Ricketts picked as winning Cubs bidder

Thursday, January 22, 2009

By ANDREW SELIGMAN

AP Sports Writer

CHICAGO -- The billionaire Ricketts family has been selected by Tribune Co. as the winning bidder for the hard-luck Chicago Cubs.

The bid is worth about $900 million, said Dennis Culloton, a spokesman for Tom Ricketts. The sale would include Wrigley Field and a 25 percent interest in a regional sports network.

"My family and I are Cubs fans," Tom Ricketts, the family's point person in the Cubs purchase, said in a statement Thursday night. "We share the goal of Cubs fans everywhere to win a World Series and build the consistent championship tradition that the fans deserve."

The family also said in the statement that its looking forward to working with the Tribune and Major League Baseball to close the transaction promptly.

Tribune Co. spokesman Gary Weitman did not immediately return a telephone call from The Associated Press after the Ricketts family issued the statement. He declined comment earlier Thursday.

The selection of Tom Ricketts, a member of the founding family of TD Ameritrade Holding Corp., and chief executive of InCapital LLC, was first reported by the Chicago Sun-Times' Web site.

Tribune Co. purchased the Cubs from Wm. Wrigley Jr. Co. for $20.5 million in June 1981. It put the team on the market on opening day 2007, when real estate mogul Sam Zell agreed to buy Tribune Co.

Cubs chairman Crane Kenney said last week that the team hopes to have a new owner in place by opening day, April 6, but many steps must happen before a sale can be completed.

"Obviously these final negotiations are key, but my client is, as the statement indicates, pretty optimistic," Culloton said.

Ricketts must reach an agreement with Tribune Co., which filed for bankruptcy protection last month. While the Cubs and Wrigley Field were not included in the bankruptcy filing, a sale likely will have to be approved by the creditors' committee.

In addition, a sale must be approved by baseball owners.

Major League Baseball had not been informed by Tribune Co. of the winning bidder as of Thursday evening, a baseball official said, speaking on condition of anonymity because discussions between the team and MLB are not made public.

Other finalists in the bidding included Hersch Klaff, who owns a Chicago commercial real estate firm, and a partnership between two New Yorkers involved in private equity, Marc Utay of Clarion Capital and Leo Hindery Jr. of InterMedia Partners.

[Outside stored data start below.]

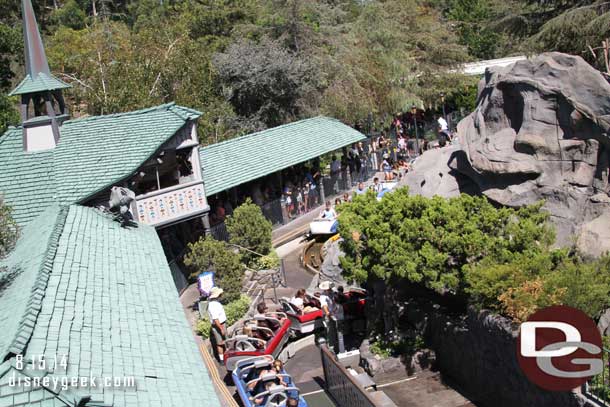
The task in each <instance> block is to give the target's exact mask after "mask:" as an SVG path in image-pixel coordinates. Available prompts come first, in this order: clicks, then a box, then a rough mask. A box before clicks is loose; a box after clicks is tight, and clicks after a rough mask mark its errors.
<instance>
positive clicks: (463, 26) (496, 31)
mask: <svg viewBox="0 0 610 407" xmlns="http://www.w3.org/2000/svg"><path fill="white" fill-rule="evenodd" d="M449 7H450V11H449V18H450V19H452V20H454V21H456V22H457V24H458V34H459V36H460V42H461V43H462V44H464V45H466V46H467V47H468V51H469V53H470V55H472V56H474V57H476V58H479V59H492V58H495V57H496V55H497V51H498V49H499V47H500V46H501V42H500V41H501V38H500V34H499V33H498V32H497V31H495V30H493V29H492V28H491V27H489V26H488V25H487V24H486V23H487V22H488V21H489V20H490V17H491V9H490V6H489V1H487V0H453V1H451V3H450V6H449Z"/></svg>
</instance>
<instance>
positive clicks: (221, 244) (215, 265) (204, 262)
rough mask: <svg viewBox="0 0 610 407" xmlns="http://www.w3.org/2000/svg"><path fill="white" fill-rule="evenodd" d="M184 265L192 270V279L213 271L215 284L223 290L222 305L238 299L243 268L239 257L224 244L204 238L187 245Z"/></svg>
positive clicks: (241, 282)
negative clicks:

Tom Ricketts grew up watching the Cubs on WGN, once lived in an apartment above a bar across the street from Wrigley Field, and met his wife in the bleachers at a Cubs game. His father, J. Joe Ricketts, founded Ameritrade and became a leading online stockbroker, but Tom never worked for that company.

He was a market maker at the Chicago Board Options Exchange and finance executive before starting investment bank Incapital LLC.

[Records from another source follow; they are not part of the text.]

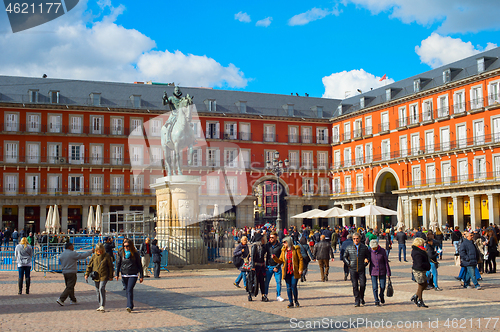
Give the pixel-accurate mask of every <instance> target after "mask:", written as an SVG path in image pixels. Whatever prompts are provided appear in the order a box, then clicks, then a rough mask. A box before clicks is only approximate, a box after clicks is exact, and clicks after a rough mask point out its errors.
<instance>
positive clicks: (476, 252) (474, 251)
mask: <svg viewBox="0 0 500 332" xmlns="http://www.w3.org/2000/svg"><path fill="white" fill-rule="evenodd" d="M458 252H459V254H460V260H461V263H460V265H461V266H476V265H477V258H478V256H479V254H478V252H477V249H476V246H475V245H474V243H473V242H472V241H471V240H468V239H465V238H464V239H463V241H462V244H461V245H460V249H459V251H458Z"/></svg>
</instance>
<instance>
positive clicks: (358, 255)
mask: <svg viewBox="0 0 500 332" xmlns="http://www.w3.org/2000/svg"><path fill="white" fill-rule="evenodd" d="M365 258H366V259H368V261H370V258H371V257H370V252H369V251H368V247H367V246H366V245H365V244H364V243H361V242H360V243H359V248H358V250H356V246H355V245H354V243H353V244H351V245H350V246H349V247H347V248H346V250H345V252H344V262H346V263H347V265H349V268H350V269H351V270H354V271H356V272H364V271H365V266H366V265H367V263H365Z"/></svg>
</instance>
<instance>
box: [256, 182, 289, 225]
mask: <svg viewBox="0 0 500 332" xmlns="http://www.w3.org/2000/svg"><path fill="white" fill-rule="evenodd" d="M252 192H253V195H254V196H255V197H256V201H257V203H256V204H257V209H258V212H255V211H254V222H255V224H265V223H267V222H270V223H273V224H274V223H275V222H276V218H277V210H278V204H279V210H280V216H281V220H282V224H281V225H282V227H288V218H287V216H288V205H287V200H286V199H285V197H286V196H289V195H290V188H289V187H288V185H287V183H286V182H285V181H283V179H281V178H280V181H279V187H277V186H276V177H275V176H269V175H266V176H263V177H261V178H260V179H258V180H257V181H255V183H254V185H253V186H252ZM278 193H279V195H278ZM269 196H270V197H269ZM275 197H276V198H275ZM259 205H261V206H259Z"/></svg>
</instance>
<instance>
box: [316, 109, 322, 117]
mask: <svg viewBox="0 0 500 332" xmlns="http://www.w3.org/2000/svg"><path fill="white" fill-rule="evenodd" d="M316 111H317V112H318V118H322V117H323V106H318V107H317V108H316Z"/></svg>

If the deal is approved, the Ricketts would acquire a team that hasn't won the World Series since 1908 and hasn't even made it to the Fall Classic since 1945. While the Cubs won the NL Central in each of the last two seasons, they were swept in the first round of the playoffs both times.

Tribune Co. considered selling the team and the famous ballpark separately but rejected a plan from the Illinois Sports Facilities Authority to purchase the ivy-walled stadium. Kenney said recently the two would be sold together.


AP Business Writer Dave Carpenter contributed to this report.